Before I could turn, Denzel was standing next to the bed – holding my hand. He whispered
“It’s okay Leila. You’re okay”
I had a tube down my throat, so I could not speak. I wanted to make sounds and ask him what had happened. Just as I motioned, the doctor and my nurse walked in.
“Hi Ms. Leila, how are you feeling? Nod if you’re feeling okay”
I nodded. He looked over to Denzel and said
“Who are you sir?”
He straightened up and said
“Ummmm… I’m her friend”
He looked around and said
“Well, if it’s okay, I have some confidential information to share with my patient, would you mind stepping outside the room?”
Denzel looked at me as if to confirm that he was stepping out. He stepped out as the nurse took out the tube from my mouth. My mouth was bitter and I was trying to swallow but it hurt too much.
The doctor looked at me and said
“I am really sorry that you are going through this at this time but I am so glad you made it in when you did. We did some scans and we discovered that you have a hole in your uterus. It led to some internal bleeding and is probably what caused you to pass out. We can try to manage it going forward but my recommendation would be surgery as soon as possible.”

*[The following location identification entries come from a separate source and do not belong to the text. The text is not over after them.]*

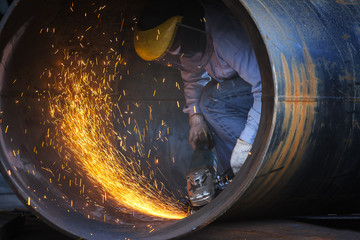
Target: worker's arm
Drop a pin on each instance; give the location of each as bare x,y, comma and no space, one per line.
199,134
243,60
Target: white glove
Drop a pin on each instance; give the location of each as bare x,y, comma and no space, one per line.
240,153
199,135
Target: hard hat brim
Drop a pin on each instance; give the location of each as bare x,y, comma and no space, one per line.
153,43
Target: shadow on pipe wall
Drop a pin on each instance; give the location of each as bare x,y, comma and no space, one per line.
78,106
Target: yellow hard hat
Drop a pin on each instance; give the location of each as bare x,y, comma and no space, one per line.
152,44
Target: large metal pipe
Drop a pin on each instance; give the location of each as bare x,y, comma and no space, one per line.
305,156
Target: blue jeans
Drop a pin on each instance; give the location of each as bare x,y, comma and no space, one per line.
225,107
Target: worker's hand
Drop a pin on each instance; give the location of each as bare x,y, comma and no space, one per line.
199,136
240,153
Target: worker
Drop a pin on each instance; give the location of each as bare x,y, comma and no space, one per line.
222,83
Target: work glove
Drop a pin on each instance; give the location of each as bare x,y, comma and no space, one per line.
240,153
199,135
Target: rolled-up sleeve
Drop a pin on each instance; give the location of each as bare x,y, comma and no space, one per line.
193,85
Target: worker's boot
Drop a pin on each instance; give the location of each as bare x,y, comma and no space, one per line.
201,177
200,185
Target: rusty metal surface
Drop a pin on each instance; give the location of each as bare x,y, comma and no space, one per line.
311,162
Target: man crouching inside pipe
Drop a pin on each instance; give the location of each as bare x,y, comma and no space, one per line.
222,83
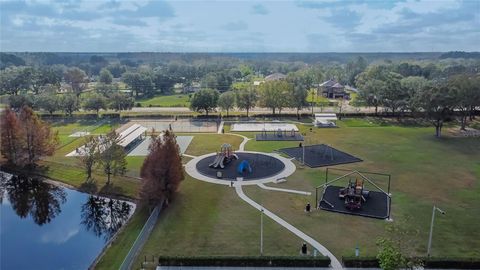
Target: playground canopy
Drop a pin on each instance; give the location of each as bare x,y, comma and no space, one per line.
131,134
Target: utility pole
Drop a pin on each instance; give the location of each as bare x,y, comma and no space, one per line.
261,231
429,247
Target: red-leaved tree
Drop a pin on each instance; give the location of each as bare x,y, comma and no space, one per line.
11,136
26,138
39,139
161,171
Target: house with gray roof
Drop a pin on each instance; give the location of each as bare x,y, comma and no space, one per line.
332,89
275,77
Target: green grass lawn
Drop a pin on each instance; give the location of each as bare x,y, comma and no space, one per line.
177,100
113,257
207,219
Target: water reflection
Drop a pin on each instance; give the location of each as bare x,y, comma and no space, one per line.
32,196
56,227
104,216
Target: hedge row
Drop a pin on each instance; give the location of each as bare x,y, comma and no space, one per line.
439,263
247,261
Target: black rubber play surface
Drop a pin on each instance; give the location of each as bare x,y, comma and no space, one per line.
376,205
320,155
273,137
262,166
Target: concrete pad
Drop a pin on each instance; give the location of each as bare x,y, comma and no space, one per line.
142,149
79,134
249,127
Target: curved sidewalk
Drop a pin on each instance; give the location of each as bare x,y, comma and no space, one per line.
335,263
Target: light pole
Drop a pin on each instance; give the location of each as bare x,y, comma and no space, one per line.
431,228
261,232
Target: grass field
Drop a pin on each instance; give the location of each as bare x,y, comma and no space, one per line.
210,220
177,100
207,219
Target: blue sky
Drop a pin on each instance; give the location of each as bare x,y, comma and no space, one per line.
240,26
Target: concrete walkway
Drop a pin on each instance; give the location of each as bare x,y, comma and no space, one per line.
335,263
261,185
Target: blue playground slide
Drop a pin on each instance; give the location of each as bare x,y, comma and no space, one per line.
244,166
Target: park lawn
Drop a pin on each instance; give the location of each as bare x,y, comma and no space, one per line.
113,257
134,164
177,100
66,128
120,186
207,219
203,143
424,171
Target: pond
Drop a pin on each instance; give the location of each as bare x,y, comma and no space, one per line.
43,226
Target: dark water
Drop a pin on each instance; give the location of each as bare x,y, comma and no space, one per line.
48,227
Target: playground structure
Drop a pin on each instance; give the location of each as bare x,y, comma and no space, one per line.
354,194
224,157
355,199
279,135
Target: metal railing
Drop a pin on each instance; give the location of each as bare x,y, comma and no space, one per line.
141,238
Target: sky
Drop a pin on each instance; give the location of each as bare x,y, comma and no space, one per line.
239,26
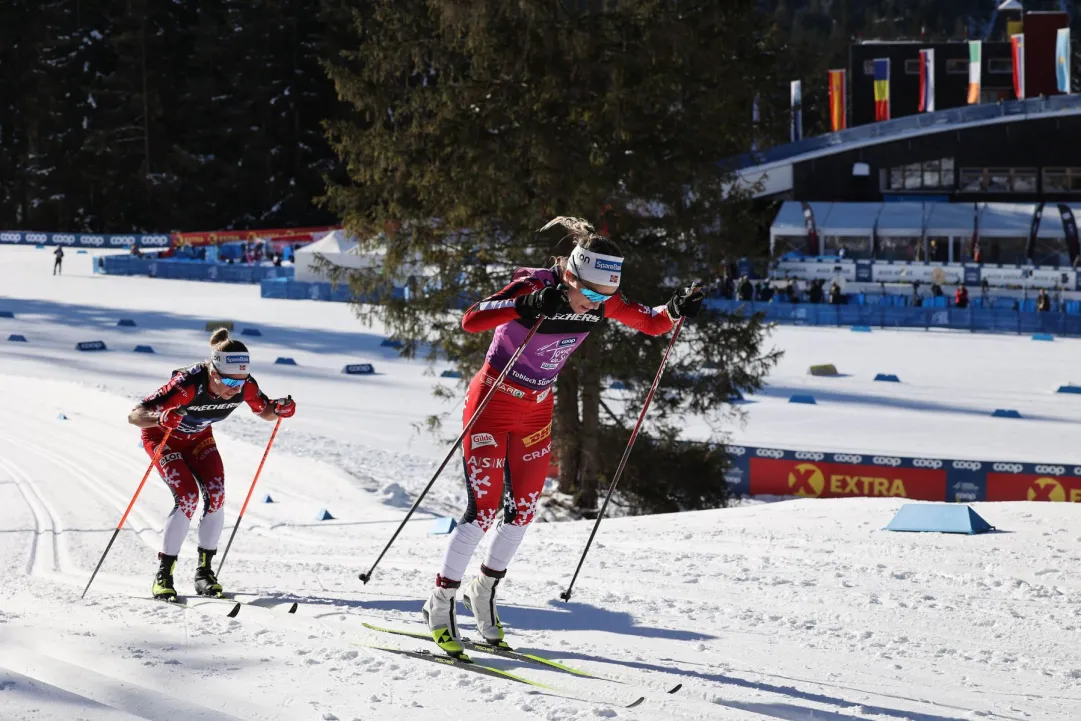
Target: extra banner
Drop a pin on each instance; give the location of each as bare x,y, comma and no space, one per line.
82,240
817,475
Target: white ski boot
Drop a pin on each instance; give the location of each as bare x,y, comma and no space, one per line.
438,613
479,597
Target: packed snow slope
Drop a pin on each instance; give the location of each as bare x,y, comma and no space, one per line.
800,610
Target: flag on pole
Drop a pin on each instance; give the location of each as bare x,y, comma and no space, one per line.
882,89
1063,59
926,81
975,66
796,132
838,115
1017,44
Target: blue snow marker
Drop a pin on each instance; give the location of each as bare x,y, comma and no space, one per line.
441,526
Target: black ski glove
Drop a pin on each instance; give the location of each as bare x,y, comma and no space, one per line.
545,302
686,303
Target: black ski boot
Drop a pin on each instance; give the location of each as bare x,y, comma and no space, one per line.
205,581
163,582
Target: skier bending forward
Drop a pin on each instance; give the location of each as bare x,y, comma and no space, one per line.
195,398
511,438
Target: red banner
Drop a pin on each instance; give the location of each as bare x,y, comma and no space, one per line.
281,235
1017,486
839,480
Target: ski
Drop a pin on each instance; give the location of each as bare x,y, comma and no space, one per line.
467,664
507,652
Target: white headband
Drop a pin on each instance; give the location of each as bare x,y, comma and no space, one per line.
596,268
230,362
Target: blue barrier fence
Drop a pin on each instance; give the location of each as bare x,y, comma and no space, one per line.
995,320
82,240
774,471
175,269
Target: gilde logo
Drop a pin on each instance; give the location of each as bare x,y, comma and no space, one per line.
1046,489
806,480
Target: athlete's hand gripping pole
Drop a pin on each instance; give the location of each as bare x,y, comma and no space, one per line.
480,409
258,470
626,454
157,455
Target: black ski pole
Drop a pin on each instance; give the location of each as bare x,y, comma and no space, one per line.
495,386
623,462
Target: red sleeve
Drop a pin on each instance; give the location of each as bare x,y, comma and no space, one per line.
179,390
497,309
255,399
651,321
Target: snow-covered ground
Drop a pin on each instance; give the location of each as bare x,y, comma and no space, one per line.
800,610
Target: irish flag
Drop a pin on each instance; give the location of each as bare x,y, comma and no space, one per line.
975,62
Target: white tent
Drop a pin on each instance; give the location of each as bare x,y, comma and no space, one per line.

It hit me like a ton of bricks. I think I just froze there. Thinking back now, I am sure that I was actually crying. He leaned in and said
“I know it is scary but I promise, you are in the best hands. Everything will be okay”
It took me a few minutes to gather myself and I said
“Can I have a few minutes to think about it?”
The doctor and nurse nodded and stepped out of the room. Denzel walked back in towards me. As he smiled at me, I broke down. He walked over to the bed and without saying anything, he just held me.
Tears. Snot. Fears. What the Heck Man!